Das Wechselspiel dieser Kategorien will gründlich betrachtet werden, falls man sich
nicht auf die Seite sozialromantischer Pausennümmerchen schlägt. Nüchtern ausgedrückt:
Wie verhalten sich Sach- und Machtpromotoren zu einander? Wo wird verhandelt, was zu
klären ist? Wer redet dabei mit und was ist mit jenen, die nicht gehört werden? Was wird
von jenen verfügt, denen die Vergabe von Geldern obliegt?
Genau! Was hat denn das nun mit Kunst zu tun? Und was wiederum diese mit
Architektur? Und was schert das etwa einen Gemeinderat?
Halt! Genau! Da wäre das dümmliche Klischee:
a) Die da oben richten es sich eh, plus
b) Was kann unsereins da schon ausrichten?
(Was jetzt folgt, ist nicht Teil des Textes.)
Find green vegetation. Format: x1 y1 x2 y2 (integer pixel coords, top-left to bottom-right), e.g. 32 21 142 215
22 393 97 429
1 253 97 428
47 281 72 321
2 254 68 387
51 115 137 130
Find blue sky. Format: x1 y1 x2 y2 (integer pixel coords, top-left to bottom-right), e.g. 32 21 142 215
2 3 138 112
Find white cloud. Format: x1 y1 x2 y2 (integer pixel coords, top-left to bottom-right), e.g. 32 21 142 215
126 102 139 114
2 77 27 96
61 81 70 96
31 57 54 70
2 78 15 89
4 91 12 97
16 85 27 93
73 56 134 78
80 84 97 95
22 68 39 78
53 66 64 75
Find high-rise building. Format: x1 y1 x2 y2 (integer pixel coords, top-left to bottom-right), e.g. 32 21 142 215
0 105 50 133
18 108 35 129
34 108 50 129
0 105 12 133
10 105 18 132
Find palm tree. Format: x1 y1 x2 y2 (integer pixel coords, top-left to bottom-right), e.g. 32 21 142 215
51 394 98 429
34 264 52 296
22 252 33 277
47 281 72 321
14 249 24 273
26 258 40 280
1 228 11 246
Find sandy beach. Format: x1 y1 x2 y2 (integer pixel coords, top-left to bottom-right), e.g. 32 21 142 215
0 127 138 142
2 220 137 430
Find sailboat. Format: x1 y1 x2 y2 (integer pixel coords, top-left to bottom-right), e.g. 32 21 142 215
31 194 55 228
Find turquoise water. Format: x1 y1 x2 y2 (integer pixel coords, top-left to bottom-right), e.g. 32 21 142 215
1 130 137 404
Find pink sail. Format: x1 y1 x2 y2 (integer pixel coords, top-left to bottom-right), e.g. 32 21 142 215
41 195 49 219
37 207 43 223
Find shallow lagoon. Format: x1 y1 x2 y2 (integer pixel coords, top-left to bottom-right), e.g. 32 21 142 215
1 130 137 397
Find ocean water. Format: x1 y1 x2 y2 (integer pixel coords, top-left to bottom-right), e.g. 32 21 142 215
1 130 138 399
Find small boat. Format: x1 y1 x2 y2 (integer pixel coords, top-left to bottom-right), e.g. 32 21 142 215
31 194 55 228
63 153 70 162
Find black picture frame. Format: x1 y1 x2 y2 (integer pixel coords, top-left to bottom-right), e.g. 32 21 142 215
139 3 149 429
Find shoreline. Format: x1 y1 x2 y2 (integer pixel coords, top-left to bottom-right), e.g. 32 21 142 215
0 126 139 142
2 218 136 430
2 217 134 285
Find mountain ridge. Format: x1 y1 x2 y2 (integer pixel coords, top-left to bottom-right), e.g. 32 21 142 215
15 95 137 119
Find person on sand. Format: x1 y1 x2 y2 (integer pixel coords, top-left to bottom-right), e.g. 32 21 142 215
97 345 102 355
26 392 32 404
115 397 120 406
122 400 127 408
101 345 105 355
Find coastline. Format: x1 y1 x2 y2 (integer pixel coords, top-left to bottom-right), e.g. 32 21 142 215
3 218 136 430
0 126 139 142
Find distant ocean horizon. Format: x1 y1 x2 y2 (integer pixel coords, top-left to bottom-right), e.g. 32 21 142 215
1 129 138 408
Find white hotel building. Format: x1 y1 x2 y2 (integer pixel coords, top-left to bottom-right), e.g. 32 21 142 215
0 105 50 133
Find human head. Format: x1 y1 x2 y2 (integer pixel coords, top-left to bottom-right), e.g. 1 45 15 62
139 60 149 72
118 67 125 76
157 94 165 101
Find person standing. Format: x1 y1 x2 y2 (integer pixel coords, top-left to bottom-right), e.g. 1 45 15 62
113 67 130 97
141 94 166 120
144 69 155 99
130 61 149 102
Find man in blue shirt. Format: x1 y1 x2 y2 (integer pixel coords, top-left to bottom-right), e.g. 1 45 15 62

Dem gegenüber steht das Mühsame:
a) Sich kundig machen.
b) Seine Gründe nennen können.
c) In öffentliche Diskurse einsteigen.
Aber das ist eben anstrengender, als die Lufthoheit über einem Stammtisch zu
verteidigen, wo es --- eben! -- letztlich nur um heiße Luft geht.
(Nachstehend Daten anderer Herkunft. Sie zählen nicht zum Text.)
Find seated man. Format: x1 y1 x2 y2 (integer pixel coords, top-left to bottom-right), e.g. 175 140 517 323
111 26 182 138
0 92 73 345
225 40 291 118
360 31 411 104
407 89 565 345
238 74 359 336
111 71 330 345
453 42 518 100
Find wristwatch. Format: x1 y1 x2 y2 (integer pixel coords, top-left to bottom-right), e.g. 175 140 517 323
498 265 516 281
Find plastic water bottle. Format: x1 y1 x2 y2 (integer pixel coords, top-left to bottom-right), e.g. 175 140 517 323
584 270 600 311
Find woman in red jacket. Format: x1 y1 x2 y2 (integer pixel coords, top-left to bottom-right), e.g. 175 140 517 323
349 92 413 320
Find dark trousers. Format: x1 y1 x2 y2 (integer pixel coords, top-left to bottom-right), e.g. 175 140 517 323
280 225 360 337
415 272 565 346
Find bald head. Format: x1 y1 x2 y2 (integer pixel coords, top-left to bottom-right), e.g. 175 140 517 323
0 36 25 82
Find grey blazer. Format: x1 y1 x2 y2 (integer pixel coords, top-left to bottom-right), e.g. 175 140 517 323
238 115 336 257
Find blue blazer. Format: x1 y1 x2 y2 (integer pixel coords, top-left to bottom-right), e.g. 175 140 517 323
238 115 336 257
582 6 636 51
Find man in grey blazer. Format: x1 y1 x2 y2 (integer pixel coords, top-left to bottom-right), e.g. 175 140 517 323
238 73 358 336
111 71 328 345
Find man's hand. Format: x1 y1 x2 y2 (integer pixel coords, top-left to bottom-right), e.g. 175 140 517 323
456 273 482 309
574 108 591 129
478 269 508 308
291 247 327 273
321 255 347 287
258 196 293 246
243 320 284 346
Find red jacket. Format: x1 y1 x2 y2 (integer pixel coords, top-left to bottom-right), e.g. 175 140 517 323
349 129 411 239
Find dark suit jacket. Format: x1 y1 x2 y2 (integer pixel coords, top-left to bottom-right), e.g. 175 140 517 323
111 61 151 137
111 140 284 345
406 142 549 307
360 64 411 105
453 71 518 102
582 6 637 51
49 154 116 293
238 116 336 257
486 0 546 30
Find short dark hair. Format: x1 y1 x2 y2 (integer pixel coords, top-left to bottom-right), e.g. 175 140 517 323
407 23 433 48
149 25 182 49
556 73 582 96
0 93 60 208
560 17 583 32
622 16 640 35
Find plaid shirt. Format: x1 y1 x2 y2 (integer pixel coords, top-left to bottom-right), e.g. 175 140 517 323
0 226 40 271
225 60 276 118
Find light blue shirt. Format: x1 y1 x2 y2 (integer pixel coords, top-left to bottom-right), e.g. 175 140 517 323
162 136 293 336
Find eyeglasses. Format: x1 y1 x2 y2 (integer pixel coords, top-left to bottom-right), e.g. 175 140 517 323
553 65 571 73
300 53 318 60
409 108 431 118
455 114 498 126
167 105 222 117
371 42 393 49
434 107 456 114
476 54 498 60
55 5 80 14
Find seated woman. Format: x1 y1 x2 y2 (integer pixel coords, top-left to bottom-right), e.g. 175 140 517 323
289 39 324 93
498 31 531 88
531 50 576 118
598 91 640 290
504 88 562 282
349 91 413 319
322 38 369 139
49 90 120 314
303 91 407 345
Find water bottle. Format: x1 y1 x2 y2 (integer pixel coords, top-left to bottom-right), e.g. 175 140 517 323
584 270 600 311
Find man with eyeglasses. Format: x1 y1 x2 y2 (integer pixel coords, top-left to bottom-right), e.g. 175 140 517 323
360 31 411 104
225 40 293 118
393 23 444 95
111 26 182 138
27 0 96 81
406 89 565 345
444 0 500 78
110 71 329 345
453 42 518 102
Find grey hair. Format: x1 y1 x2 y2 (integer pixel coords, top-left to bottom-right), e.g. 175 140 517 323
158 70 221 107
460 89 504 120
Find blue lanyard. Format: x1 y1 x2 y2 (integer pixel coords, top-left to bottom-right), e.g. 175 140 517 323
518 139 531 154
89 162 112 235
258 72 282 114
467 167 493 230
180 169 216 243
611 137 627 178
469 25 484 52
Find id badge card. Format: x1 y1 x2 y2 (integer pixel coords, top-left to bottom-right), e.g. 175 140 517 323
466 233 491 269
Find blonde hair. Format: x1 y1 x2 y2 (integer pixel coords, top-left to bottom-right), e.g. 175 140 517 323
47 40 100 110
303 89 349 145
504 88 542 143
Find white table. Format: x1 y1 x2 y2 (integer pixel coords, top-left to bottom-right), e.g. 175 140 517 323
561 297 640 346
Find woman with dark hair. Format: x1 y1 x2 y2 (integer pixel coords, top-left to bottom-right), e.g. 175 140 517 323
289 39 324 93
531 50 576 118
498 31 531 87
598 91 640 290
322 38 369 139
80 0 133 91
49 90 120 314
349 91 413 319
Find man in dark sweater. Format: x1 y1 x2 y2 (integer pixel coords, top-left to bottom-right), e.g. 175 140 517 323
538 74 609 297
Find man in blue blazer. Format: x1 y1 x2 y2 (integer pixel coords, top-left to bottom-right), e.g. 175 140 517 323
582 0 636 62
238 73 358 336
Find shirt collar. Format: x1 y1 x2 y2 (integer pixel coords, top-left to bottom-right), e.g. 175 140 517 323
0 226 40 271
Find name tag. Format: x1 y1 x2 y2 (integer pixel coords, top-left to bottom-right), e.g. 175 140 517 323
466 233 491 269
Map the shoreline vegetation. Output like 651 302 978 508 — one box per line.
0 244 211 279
Also, etwas präziser: Die Kunst, die Architektur und das Gemeinwesen.
DAS ist ein interessantes Bedeutungsgefüge.
Es sind ganz schlichte Momente, sich damit einzulassen. Dieser Auftakt ist leicht.
Ähnlich der Befassung mit Philosophie. Denn wie, genauer: WOMIT beginnt alle Philosophie?
Mit Zweierlei:
Mit dem Staunen und mit dem Fragen.
Architekt Peter Lidl, einer der Berater im Umfeld des
Internationalen Pilotwettbewerbes für zeitgenössische Wohnarchitektur [info], tut das selbst laufend: staunen und fragen.
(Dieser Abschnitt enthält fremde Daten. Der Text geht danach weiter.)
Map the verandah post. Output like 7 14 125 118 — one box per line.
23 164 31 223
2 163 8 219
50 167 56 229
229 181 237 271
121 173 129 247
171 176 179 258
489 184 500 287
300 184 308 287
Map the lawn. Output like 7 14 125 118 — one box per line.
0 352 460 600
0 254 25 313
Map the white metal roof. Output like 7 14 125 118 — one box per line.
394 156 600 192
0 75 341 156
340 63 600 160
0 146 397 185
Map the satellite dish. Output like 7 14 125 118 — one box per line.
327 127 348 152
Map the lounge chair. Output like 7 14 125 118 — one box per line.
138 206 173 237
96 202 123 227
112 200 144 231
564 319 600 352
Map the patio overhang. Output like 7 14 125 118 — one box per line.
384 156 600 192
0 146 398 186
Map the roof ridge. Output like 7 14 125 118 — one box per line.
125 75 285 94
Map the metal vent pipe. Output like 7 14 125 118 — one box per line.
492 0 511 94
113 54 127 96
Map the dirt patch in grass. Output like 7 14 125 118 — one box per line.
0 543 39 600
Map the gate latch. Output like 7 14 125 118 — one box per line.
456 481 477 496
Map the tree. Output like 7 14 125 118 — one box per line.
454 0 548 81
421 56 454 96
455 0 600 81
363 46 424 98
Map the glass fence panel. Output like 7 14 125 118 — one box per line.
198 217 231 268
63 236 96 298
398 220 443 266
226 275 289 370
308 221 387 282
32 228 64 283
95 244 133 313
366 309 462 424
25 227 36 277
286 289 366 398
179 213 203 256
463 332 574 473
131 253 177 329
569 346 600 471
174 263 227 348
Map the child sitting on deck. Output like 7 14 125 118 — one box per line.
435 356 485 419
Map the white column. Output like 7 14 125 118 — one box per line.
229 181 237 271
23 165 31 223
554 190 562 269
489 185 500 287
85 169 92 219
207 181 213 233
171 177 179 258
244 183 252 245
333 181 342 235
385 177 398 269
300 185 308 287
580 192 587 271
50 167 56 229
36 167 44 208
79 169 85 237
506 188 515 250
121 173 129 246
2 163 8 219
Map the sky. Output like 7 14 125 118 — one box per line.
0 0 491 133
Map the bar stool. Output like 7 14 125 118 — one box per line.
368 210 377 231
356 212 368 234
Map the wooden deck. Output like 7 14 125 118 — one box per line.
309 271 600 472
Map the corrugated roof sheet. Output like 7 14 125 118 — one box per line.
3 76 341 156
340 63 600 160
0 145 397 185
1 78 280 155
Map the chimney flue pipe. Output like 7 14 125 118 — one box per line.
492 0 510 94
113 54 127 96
Aber diesmal stand er mir mit Antworten zur Verfügung. Weil mir an einer knappen Skizze
lag, wie sich "das mit der Architektur" für Laien knapp darstelle ließe. Die
Skizze, die mir Lidl gab, sieht so aus:
a) Der BAUHERR
Er muß den Kostenrahmen klären, also was an Geld verfügbar ist, und wie er sich mit dem
Bau nach außen darstellen möchte.
b) Die NUTZER
Sie müssen herausfinden, ob die Raumkonfiguration für eine optimale Nutzung paßt und
wie es mit der Wirtschaftlichkeit aussieht, nämlich mit der Frage: Kann ich mir den
Betrieb, also vor allem: die Betriebskosten leisten?
c) Der ARCHITEKT
Hat den Job, das Raumangebot zu gestalten, wie sie nach außen geöffnet und nach innen
geschlossen sein sollen, um so den Vorgaben des Bauherrn und den Bedürfnissen der Nutzer
entgegen zu kommen.
Das ist freilich eine sehr verkürzte Darstellung, die als Anregung dienen
soll, worauf sich Debatten stützen könnten, respektive von welchen Überlegungen
auszugehen sei. Denn wie und womit öffentlicher Raum gestaltet wird, wirkt auf unser
aller Leben ein und wird außerdem teils auf Kosten des Gemeinwesens realisiert.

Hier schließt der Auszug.